Thema
Archipel Moskau
von Olga Galachowa
Erschienen in: Theater der Zeit: Archipel Moskau – Ein Theaterreport (12/2012)
Wie sich in Zeiten der Lüge das Theater der russischen Hauptstadt von der Bühnenillusion entfernt, um das wahre Leben zu dokumentieren
Von Olga Galachowa. Aus dem Russischen von Ganna-Maria Braungardt.
Die Theaterszene in Moskau ist ein eigener Archipel in Russland: Hier sind die meisten Theater konzentriert, hier finden fast das ganze Jahr über die unterschiedlichsten Theaterfestivals statt, vom renommierten Internationalen Tschechow-Festival bis hin zu diversen kleineren, deren Kuratoren Einblicke in das europäische Theater, in seine radikalen Formen oder im Gegenteil in den Fortbestand von Traditionen geben wollen. Moskau ist mit Theater übersättigt. Das Hauptstadtpublikum ist verwöhnt und anspruchsvoll. Allein im Oktober 2012 starteten gleichzeitig drei internationale Festivals, im November werden drei weitere folgen. Daneben bringen die über dreihundert in Moskau ansässigen Theater in jeder Spielzeit mindestens je zwei Premieren heraus, das sind insgesamt rund 600 neue Aufführungen im Jahr. Eine solche Intensität ist wahrscheinlich für viele Hauptstädte der Welt typisch, aber was Moskau angeht, so ist die Stadt interessanter Weise weit mehr Theater- als beispielsweise Filmmetropole. Und das nicht nur wegen der schieren Menge an Aufführungen, sondern weil sich in diesem gewaltigen Wirbel noch immer kleine Inseln „echten“ Theaters behaupten.
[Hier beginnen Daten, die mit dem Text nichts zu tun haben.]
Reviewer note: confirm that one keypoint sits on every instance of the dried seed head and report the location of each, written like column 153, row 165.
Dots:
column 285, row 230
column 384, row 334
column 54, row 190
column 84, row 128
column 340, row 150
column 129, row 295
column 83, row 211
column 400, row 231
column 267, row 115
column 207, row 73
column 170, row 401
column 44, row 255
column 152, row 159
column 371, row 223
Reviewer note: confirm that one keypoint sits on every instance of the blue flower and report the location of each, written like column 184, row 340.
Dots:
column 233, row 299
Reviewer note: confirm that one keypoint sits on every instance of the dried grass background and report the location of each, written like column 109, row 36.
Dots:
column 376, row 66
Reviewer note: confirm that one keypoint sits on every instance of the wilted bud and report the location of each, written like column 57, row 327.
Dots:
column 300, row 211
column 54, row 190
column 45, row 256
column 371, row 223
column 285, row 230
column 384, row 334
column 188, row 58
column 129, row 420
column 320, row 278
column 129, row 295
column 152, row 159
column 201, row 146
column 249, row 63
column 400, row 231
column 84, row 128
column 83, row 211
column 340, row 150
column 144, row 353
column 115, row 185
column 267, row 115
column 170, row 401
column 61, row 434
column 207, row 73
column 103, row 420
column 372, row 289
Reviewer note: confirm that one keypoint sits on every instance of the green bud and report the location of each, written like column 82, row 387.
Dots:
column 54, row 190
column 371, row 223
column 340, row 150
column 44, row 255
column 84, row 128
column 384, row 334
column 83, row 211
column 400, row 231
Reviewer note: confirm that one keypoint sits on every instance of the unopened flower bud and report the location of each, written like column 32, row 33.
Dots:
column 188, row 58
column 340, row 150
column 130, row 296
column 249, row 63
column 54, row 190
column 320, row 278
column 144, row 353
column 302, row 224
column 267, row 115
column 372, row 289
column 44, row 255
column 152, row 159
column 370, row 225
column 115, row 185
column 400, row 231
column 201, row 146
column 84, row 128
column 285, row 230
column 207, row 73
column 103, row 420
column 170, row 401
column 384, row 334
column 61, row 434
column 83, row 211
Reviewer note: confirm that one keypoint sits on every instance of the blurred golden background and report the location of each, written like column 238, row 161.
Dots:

Als Erstes unter den Ersten könnte man das Studio von Pjotr Fomenko (1932-2012) bezeichnen. Der herausragende Theatermann ist in diesem Sommer verstorben, und sein Tod ist für die Moskauer Theaterszene ein großer Verlust. Pjotr Fomenko genoss, das kann man ohne Übertreibung sagen, unumstrittene Autorität. In den letzten zwanzig Jahren des Übergangs, da viele renommierte Theater ihr Credo einbüßten und von einem Extrem ins andere fielen, um Zuschauer anzulocken, blieb Pjotr Fomenko unbeirrt seinem einmal formulierten Grundsatz treu: „Das Theater hat nichts mit dem Leben zu tun, es ist ein Zufluchtsort für Kreative, die unernst Ernstes schaffen.“ Fomenko verpackte das Drama gern in ein Spiel, hüllte tragische Inhalte in scheinbar Unernstes, milderte existenzielle Schrecken durch Leichtigkeit und Unterhaltung. Egal, was Fomenko an seinem Theater inszenierte, ob Tschechows „Drei Schwestern“, „Triptychon“ nach Werken von Alexander Puschkin, „Krieg und Frieden. Beginn des Romans“ und „Familienglück“ nach Prosawerken von Lew Tolstoi oder „Ein absolut glückliches Dorf“ nach Werken des zu Sowjetzeiten verbotenen Autors Boris Wachtin – durch die Aura des Theaters hob er jedes didaktische Pathos auf, bekräftigte aber eben mittels des Theaters das Pathos des Lebens. Er wusste, dass sich das Erhabene in unserer zynischen Zeit nur bewahren lässt, indem man die ewigen Werte durch die turbulente szenische Illusion bestätigt. Das Recht auf Erhabenes – auf Träume und Phantasie, mitunter auch auf Wahn – überließ Fomenko ganz dem Spiel, das für ihn Beschwörung des Lebens und der existenziellen Wahrheit war.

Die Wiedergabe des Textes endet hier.